LeetCode 1602 - Find Nearest Right Node in Binary Tree

This problem asks us to find the nearest node to the right of a given node u on the same level of a binary tree. A binar

LeetCode Problem 1602

Difficulty: 🟡 Medium
Topics: Tree, Breadth-First Search, Binary Tree

Solution

Problem Understanding

This problem asks us to find the nearest node to the right of a given node u on the same level of a binary tree.

A binary tree is organized into levels. The root is on level 0, its children are on level 1, their children are on level 2, and so on. For a given node u, we want to locate the next node that appears immediately to its right within the same level.

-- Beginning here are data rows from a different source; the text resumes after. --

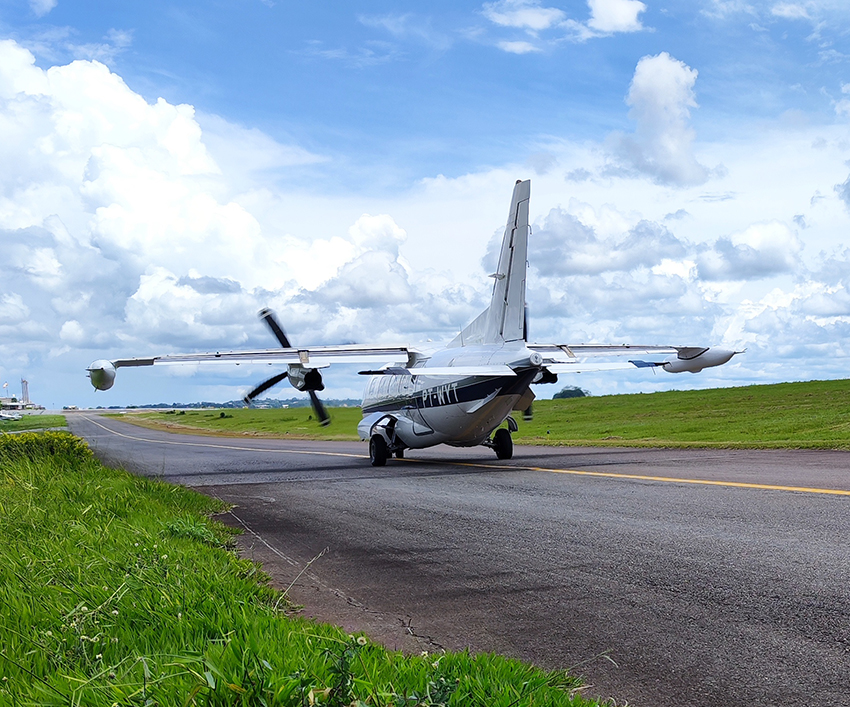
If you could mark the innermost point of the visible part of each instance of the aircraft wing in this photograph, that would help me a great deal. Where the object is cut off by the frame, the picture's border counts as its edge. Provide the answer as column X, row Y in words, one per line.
column 576, row 358
column 309, row 356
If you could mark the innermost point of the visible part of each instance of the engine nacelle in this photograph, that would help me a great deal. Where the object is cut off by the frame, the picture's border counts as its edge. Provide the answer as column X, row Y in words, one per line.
column 304, row 378
column 102, row 374
column 695, row 363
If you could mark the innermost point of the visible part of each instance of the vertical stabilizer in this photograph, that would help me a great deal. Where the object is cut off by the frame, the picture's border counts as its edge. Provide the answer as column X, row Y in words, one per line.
column 504, row 319
column 506, row 316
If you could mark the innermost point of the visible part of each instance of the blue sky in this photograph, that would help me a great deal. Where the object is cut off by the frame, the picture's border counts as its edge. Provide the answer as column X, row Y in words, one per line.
column 349, row 164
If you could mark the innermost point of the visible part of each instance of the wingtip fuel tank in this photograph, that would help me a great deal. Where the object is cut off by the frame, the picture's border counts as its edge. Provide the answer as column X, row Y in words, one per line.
column 102, row 374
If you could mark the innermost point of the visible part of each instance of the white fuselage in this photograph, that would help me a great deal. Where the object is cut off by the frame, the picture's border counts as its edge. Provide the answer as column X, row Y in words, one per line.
column 460, row 411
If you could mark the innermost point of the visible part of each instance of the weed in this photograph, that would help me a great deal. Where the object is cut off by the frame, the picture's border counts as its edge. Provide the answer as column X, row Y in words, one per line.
column 117, row 589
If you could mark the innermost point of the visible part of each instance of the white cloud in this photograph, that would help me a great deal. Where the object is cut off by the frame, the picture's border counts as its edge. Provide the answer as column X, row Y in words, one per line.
column 41, row 7
column 12, row 309
column 131, row 228
column 790, row 11
column 609, row 16
column 762, row 250
column 523, row 14
column 661, row 97
column 519, row 47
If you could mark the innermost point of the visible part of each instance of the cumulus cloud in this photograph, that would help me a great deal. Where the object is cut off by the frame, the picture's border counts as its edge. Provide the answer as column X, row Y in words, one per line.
column 518, row 47
column 524, row 14
column 661, row 97
column 41, row 7
column 609, row 16
column 790, row 11
column 762, row 250
column 566, row 246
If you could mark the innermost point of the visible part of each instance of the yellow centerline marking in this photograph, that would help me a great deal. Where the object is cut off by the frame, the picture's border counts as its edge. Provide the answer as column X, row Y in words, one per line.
column 667, row 479
column 481, row 465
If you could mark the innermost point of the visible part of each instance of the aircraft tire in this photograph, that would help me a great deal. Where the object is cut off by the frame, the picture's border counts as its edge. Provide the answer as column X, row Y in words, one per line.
column 378, row 452
column 503, row 444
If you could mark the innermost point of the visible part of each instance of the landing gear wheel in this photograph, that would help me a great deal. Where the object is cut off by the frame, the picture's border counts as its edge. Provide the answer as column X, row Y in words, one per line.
column 503, row 445
column 378, row 451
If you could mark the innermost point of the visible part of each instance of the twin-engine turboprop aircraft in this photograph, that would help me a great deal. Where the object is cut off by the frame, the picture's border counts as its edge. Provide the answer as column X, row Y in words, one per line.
column 461, row 394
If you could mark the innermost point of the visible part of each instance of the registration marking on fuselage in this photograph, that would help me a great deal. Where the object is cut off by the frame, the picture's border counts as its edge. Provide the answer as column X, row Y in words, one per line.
column 500, row 467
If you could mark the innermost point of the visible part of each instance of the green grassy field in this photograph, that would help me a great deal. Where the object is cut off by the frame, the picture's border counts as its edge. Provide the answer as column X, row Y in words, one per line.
column 815, row 414
column 296, row 423
column 32, row 422
column 119, row 590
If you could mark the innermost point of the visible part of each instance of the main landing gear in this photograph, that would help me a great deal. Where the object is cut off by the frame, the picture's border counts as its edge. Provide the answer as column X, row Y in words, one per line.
column 502, row 444
column 379, row 451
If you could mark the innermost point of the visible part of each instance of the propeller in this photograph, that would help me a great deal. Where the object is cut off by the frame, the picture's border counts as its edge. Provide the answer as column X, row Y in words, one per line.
column 318, row 408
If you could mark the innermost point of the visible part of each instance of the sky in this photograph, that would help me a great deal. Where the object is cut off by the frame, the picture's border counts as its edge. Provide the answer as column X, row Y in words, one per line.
column 169, row 169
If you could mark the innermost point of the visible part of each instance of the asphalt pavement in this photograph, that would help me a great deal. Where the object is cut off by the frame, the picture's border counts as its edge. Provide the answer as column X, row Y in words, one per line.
column 665, row 577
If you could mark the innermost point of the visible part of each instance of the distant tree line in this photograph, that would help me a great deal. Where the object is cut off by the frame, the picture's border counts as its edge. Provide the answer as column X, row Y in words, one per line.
column 571, row 391
column 262, row 403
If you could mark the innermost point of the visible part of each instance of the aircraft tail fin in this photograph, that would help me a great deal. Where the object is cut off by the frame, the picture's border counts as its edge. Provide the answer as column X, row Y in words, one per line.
column 504, row 319
column 507, row 306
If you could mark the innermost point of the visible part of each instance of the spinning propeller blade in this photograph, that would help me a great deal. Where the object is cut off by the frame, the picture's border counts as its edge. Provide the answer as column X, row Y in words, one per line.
column 271, row 321
column 263, row 387
column 269, row 318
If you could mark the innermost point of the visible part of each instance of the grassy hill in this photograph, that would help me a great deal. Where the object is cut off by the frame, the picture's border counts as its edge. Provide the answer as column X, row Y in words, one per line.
column 815, row 414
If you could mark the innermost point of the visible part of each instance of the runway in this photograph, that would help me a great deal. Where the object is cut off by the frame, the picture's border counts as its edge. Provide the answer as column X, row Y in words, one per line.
column 667, row 577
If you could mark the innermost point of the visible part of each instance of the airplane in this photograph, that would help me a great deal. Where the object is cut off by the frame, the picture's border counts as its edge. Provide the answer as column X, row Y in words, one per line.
column 460, row 394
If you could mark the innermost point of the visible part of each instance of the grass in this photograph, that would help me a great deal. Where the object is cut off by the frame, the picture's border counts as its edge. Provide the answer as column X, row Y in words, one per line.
column 292, row 423
column 815, row 414
column 32, row 422
column 120, row 590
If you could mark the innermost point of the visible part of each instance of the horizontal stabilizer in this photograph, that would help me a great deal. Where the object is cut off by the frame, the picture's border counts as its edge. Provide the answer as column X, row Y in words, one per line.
column 588, row 367
column 444, row 371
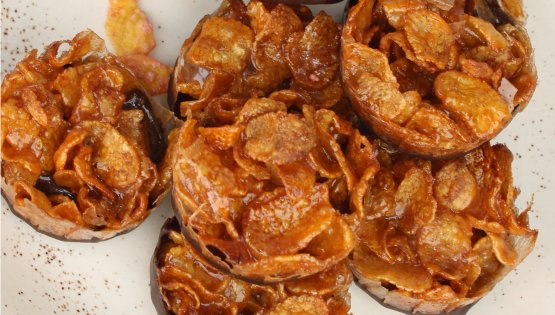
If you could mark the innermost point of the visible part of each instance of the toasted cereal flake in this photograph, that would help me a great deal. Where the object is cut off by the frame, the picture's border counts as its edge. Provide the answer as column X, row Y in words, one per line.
column 444, row 246
column 304, row 304
column 279, row 138
column 396, row 10
column 406, row 275
column 268, row 51
column 129, row 29
column 278, row 225
column 152, row 74
column 430, row 37
column 313, row 55
column 473, row 102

The important detail is that we are not looking for the next node in an inorder traversal, preorder traversal, or any DFS ordering. We specifically care about level ordering, which naturally suggests a breadth first traversal.

The input consists of:

  • root, the root node of the binary tree
  • u, a reference to a node that exists somewhere inside the tree

The output should be:

  • The nearest node to the right of u on the same level
  • null if u is already the rightmost node in that level

The constraints are important:

  • The tree can contain up to 10^5 nodes
  • All node values are distinct
  • u is guaranteed to exist in the tree

Because the tree can become very large, any algorithm worse than linear time risks timing out. This immediately rules out solutions that repeatedly scan large portions of the tree.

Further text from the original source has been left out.